Martin v. Loewis martin@v.loewis.de
13 Nov 2002 22:50:25 +0100


Guido van Rossum <guido@python.org> writes:

> > But it would break compatibility, atleast with
> > xml.dom.minidom.Node.write, which support StringIO currently, and will
> > collect Unicode strings in it.
> 
> Would it be acceptable if StringIO required you to be consistent,
> i.e. write only Unicode *or* only 8-bit strings, and never mix them?

>From a strict point of view, that would be acceptable, since the DOM
is specified to be a Unicode thing. Unfortunately, neither the current
implementation, nor the common use make such a strict view reasonable.

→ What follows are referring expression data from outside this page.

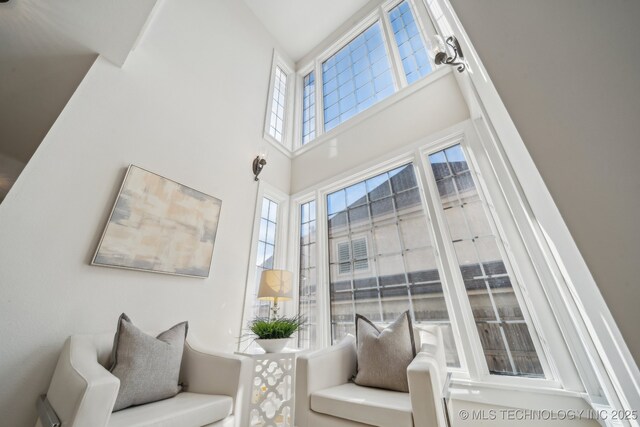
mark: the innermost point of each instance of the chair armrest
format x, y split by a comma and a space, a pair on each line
82, 392
322, 369
209, 372
425, 387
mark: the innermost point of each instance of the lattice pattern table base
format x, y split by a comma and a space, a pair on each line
271, 401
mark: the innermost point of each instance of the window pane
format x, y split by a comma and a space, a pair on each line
413, 53
266, 251
278, 101
382, 262
307, 306
308, 108
503, 331
356, 77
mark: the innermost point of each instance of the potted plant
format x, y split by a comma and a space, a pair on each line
273, 334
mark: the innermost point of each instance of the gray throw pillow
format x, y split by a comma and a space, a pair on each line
384, 355
148, 367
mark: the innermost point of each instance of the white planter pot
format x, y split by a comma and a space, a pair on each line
273, 345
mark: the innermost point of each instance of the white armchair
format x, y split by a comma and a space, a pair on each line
82, 392
326, 398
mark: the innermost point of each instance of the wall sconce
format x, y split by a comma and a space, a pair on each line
442, 56
258, 164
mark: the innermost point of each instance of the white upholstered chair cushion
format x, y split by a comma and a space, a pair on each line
182, 410
377, 407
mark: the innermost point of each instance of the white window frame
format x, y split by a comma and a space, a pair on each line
280, 258
603, 361
285, 146
294, 255
560, 371
378, 13
525, 303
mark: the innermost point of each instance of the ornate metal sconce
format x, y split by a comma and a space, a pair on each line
258, 164
442, 55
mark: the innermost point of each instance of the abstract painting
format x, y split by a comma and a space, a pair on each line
161, 226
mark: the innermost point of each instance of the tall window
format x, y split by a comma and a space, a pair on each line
382, 259
265, 252
504, 333
356, 77
308, 108
278, 101
308, 295
411, 48
360, 73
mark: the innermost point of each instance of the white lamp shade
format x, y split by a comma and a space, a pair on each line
275, 284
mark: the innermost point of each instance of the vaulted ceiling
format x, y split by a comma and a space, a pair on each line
300, 25
46, 50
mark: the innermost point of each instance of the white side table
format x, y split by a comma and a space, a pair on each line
272, 391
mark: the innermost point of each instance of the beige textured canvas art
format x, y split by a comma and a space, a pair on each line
161, 226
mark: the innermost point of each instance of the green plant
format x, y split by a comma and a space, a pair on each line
282, 327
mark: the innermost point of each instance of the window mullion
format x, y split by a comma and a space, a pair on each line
461, 312
392, 47
319, 99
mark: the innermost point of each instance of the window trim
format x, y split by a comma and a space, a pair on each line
285, 145
536, 331
469, 370
378, 13
603, 362
280, 258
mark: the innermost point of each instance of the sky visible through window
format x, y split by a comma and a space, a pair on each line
356, 77
413, 52
309, 108
276, 121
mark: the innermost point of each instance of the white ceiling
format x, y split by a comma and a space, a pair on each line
300, 25
46, 48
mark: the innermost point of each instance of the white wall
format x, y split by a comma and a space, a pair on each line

It *would* be reasonable to mandate that all byte strings written to a
Unicode StringIO are ASCII, regardless of what the system encoding is;
however, the difference of that to the status quo is minor.

To give an example, just consider

        if self.childNodes:
            writer.write(">%s"%(newl))
            for node in self.childNodes:
                node.writexml(writer,indent+addindent,addindent,newl)
            writer.write("%s</%s>%s" % (indent,self.tagName,newl))
        else:
            writer.write("/>%s"%(newl))

Here, writer is often a StringIO instance; indent, addindent, and newl
are byte strings (as are all the literals), self.tagName might be a
Unicode string, and the orientation of the StringIO might be wide as
well.

> That would be some kind of magical behavior; the encoding attribute
> should be set to reflect the mode after the first write, and should
> be None initially (or some other way to indicate the magic).

While I sympathise with that architecture, a migration strategy would
be needed.

Python 2.3 will eliminate some of the pressure, by allowing
applications to specify an encoding when they write back XML; if they
do specify an encoding, the resulting stream will be narrow. Of
course, it is then up to application to actually specify the output
encoding (which, admittedly, should have been mandated from day 1).

Regards,
Martin